There are probably jobs that are more thankless than being the CEO of a health plan, but none come readily to mind. People like David M. Lawrence, MD — outgoing head of Kaiser Permanente, and the subject of our cover story/Q&A package — might as well walk around with targets pinned to their backs.
Of course, that goes with the territory, and at $2.2 million compensation in 2000, the last year the health plan disclosed Lawrence's salary, he was well compensated, if not at the level of some commercial plan executives.

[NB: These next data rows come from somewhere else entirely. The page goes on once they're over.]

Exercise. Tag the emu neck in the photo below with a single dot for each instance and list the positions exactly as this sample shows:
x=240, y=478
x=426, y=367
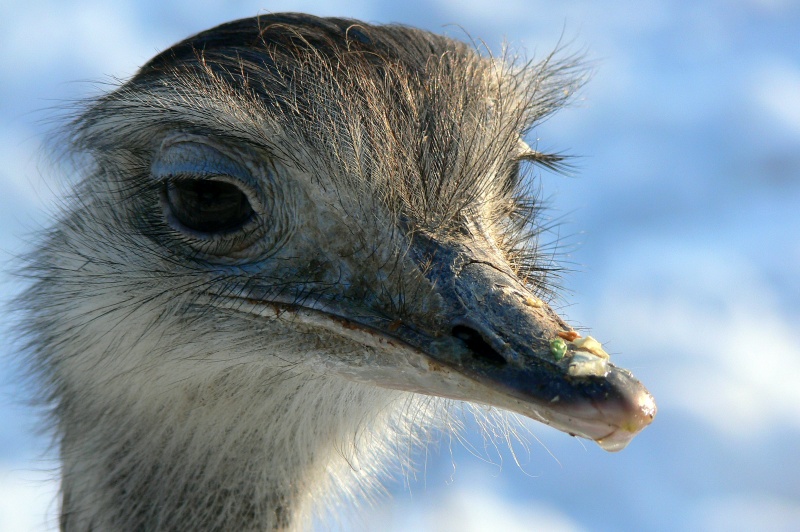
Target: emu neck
x=230, y=454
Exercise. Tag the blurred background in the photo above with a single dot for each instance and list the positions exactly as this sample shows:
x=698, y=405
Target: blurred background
x=682, y=223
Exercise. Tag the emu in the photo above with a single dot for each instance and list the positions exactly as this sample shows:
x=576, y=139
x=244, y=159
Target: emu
x=296, y=244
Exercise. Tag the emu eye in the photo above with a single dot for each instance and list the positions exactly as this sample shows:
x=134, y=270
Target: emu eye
x=208, y=206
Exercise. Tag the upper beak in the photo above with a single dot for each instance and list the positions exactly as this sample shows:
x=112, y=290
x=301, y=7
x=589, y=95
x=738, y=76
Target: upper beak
x=497, y=351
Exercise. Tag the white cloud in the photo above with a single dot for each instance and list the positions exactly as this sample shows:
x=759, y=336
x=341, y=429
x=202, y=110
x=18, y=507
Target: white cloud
x=709, y=331
x=776, y=88
x=27, y=501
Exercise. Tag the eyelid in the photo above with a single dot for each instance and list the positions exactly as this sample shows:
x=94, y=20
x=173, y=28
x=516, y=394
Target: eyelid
x=193, y=158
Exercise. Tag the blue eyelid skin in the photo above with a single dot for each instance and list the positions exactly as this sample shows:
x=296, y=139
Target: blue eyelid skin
x=193, y=158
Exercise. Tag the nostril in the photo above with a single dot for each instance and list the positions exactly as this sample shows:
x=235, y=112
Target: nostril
x=475, y=343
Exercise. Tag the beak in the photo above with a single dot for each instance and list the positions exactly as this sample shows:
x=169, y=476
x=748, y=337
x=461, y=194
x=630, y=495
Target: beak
x=500, y=346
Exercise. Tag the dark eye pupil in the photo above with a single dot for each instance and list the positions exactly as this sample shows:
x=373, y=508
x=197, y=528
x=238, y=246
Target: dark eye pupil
x=208, y=206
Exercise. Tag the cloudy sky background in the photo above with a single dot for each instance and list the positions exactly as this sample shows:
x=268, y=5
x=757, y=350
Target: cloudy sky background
x=683, y=223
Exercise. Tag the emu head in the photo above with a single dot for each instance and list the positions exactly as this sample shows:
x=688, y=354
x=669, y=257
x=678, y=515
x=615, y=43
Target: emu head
x=327, y=200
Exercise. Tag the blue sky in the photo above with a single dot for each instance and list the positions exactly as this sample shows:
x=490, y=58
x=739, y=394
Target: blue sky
x=682, y=223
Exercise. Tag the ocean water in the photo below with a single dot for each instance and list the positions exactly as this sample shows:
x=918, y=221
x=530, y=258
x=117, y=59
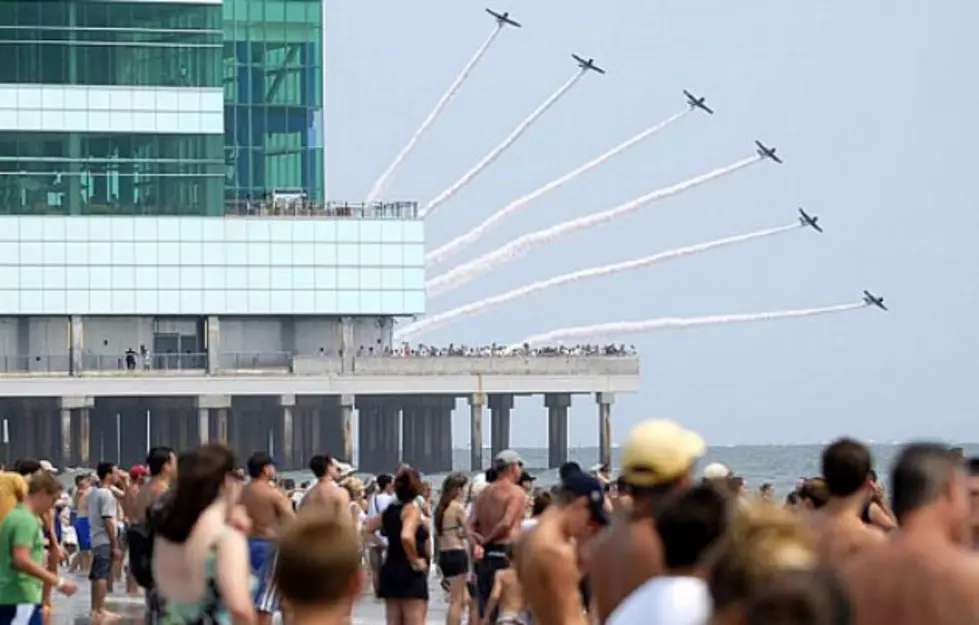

As far as we're concerned, Lawrence changed Kaiser Permanente just enough. It's more bottom-line oriented than when he took over because a company in Kaiser's position needs to be responsive to competitive market forces to survive. On the other hand, as Uwe Reinhardt, Princeton professor and health care economist, points out, Lawrence kept Kaiser Permanente true to its group-model roots.
It was not an easy decade-long ride for Lawrence, what with expansion attempts that didn't pan out, financial losses over a three-year stretch, and a focus on information technology that rubbed some in the organization the wrong way.
Still, taking the easy course — electing to be a caretaker CEO during the turbulent rise of managed care — would have gained Kaiser little, and might very well have cost it everything. Perhaps Reinhardt overstates the matter when he says that the "real tragedy of managed care could be that there weren't enough Kaisers. That is why managed care never worked."
We believe it's too soon to speak of managed care in the past tense. However, we do agree with Reinhardt that, thanks to Lawrence, the future certainly looks rosy for Kaiser Permanente.